Armchair Travelling and Dyeing

This morning I was looking at Facebook, and my cyberpal Jude mentioned some lovely cloth available in a BigCartel shop, like this, which I absolutely love but can't afford to treat myself to at the moment. One thought followed another and one click followed another, too. Our next door neighbours have a pretty tree in their front garden


which is currently strewing leaves across our lawn and drive.


I thought about using them to dye some silk of my own, and went to gather some up. I have habutai silk which has been washed ready for dyeing, thinking of an attack of the blues - or indigo dyeing. So I hunted and Googled for information, and decided to more or less follow India Flint's recipe and jumped right in. I took the silk to the garden and spread it out on the grass, then folded it in concertina pleats, layering in the leaves. I added it to a bowl of water and vinegar, and proceeded to cook it in the microwave. Unfortunately the microwave was feeling it's age and conked out after a while, so I had to think again. This time I put my precious bundle on a colander to steam it over a saucepan to steam it, which made me think I could kill two birds with one stone and so I gathered another couple of handfuls of eucalyptus leaves off the lawn and put them in the water to separate out the pigment.

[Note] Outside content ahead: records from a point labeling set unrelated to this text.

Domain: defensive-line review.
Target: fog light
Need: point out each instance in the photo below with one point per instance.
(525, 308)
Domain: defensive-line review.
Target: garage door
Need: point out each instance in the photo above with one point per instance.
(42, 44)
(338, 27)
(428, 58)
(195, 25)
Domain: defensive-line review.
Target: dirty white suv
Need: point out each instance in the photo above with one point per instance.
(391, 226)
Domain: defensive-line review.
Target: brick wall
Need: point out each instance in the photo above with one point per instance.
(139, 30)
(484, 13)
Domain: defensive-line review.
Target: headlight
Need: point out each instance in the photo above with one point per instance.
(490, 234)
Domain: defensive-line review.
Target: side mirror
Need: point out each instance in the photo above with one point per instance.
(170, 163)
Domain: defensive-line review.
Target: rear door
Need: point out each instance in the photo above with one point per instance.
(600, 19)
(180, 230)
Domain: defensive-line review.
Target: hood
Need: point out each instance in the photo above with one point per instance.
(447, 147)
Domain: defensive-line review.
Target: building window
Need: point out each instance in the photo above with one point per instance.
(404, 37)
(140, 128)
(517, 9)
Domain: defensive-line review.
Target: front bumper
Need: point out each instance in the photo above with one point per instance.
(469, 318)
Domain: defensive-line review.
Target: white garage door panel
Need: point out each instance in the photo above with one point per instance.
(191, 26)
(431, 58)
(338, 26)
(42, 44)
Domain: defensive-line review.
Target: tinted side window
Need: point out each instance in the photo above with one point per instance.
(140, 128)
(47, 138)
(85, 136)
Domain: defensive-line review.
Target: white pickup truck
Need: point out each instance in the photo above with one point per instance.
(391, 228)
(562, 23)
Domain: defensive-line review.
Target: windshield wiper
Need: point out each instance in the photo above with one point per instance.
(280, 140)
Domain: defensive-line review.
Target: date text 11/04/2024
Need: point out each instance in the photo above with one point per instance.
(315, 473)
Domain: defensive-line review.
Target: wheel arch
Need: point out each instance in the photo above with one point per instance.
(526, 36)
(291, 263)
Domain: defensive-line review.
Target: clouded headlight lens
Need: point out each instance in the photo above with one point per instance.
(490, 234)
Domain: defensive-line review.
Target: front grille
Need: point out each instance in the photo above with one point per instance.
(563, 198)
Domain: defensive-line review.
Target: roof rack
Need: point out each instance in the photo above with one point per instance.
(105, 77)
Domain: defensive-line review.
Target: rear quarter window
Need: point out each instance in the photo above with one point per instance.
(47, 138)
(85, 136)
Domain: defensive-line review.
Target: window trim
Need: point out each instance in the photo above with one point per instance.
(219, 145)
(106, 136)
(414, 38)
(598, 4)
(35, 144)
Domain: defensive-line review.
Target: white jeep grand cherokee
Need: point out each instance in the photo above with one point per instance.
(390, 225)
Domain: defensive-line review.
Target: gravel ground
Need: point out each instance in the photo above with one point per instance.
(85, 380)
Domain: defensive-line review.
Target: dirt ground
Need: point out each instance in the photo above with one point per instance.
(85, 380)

The boiling and steaming is done, so my original piece of cloth is now soaking, together with another piece, in the coloured water, leaves still in place. I'll leave them there until tomorrow and then we'll see what effect this treatment has had. As you can see, the leaves have coloured the water, and the silk had also taken pigment from the leaves in situ. I risk losing the transferred colour, I suppose, in the steeping, but it's all an experiment anyway.

The good news at present that the microwave was just having a hissy-fit and is now working again - it must be 34+ years old and mechanical, and they just don't make them like that any more!